Review: Lillian (2019)
Lillian (2019)
Directed by: Andreas Horvath | 128 minutes | drama | Actors: Patrycja Planik
Moans in the background, a screen with several pornographic images on it. “Welcome to this interview, Lillian. You want to become a porn actress? Unfortunately, your visa has expired and you don’t speak a word of English. Your photos are beautiful, but they are more for a modeling agency. We make hard porn here. You know, if I were you I’d go back to Russia.” The immigrant Lillian, who has been living illegally in New York for six months, takes this advice to heart and after extensive preparations (she puts a large jar with what looks like cheese nibbles in her backpack) she leaves. On foot. To Russia. On shoes that are even less suitable for this than the too small hiking boots from Reese Witherspoon in ‘Wild’.
Andreas Horvath’s ‘Lillian’ is slightly based on the story of the real-life Lillian Alling, who attempted to walk from New York to Russia in 1926. Tradition does not say whether she ever made it. This film version of Lillian is set in the present tense, which makes it easier for the main character to survive on the one hand, and more bears on the road on the other. In any case, we experience her journey through the barren, beautiful, breathtaking and at the same time repulsive landscape through the help of the ever-silent Russian woman.
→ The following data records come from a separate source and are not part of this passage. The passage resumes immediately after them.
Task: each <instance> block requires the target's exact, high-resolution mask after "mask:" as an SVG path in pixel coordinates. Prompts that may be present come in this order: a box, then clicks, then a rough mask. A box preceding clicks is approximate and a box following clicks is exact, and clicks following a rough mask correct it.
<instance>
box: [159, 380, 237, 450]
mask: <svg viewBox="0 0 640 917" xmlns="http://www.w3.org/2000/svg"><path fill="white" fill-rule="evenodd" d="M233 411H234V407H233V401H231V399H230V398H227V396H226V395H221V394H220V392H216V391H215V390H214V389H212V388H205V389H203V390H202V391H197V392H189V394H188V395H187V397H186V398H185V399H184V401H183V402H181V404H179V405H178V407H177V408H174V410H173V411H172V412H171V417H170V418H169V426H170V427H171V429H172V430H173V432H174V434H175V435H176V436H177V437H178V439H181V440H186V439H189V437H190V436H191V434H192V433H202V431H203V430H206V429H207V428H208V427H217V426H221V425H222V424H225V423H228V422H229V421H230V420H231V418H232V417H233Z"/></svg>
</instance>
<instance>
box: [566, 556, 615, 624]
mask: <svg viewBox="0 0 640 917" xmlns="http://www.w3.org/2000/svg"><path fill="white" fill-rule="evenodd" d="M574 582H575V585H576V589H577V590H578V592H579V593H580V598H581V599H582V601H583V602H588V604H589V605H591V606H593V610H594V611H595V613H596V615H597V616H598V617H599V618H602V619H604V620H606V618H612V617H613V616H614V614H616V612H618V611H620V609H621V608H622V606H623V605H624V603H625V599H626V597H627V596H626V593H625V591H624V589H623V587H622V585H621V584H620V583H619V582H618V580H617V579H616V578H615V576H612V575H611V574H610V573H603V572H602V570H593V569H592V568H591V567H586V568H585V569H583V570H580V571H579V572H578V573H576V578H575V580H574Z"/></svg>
This is America at its largest and smallest: a bit like Roberto Minervini films the continent.
We witness the struggles of a lonely woman who has no food, shelter or change with her, but saves herself by sniffing in garbage cans and clothing containers, breaking into abandoned houses or stealing from second-hand shops. She meets locals, Americans on the margins of society, but she has no connection with any of them. It finds no kindness, but also – with one exception – no pronounced hostility. It is clear: her future is not here. Whether she enjoys the sometimes unparalleled surroundings as much as the viewer: we cannot find out. Lillian remains an enigma. That makes it all the more beautiful that you still care about her.
Thanks to the director’s photographic insight, the rhythmic editing and the documentary-like scenes, ‘Lillian’ is a poetic road trip, at the same time stripped of and laced with romance, however contradictory that may sound. The virtually plotless film never feels as improvised as it was made, but on the contrary extremely well thought out and efficient. ‘Lillian’ continues to fascinate every minute, there is not a fragment too much. Patrycja Planik – with no acting experience – is extremely natural and convincing; her Lillian is an unforgettable character and an excellent guide to today’s North America.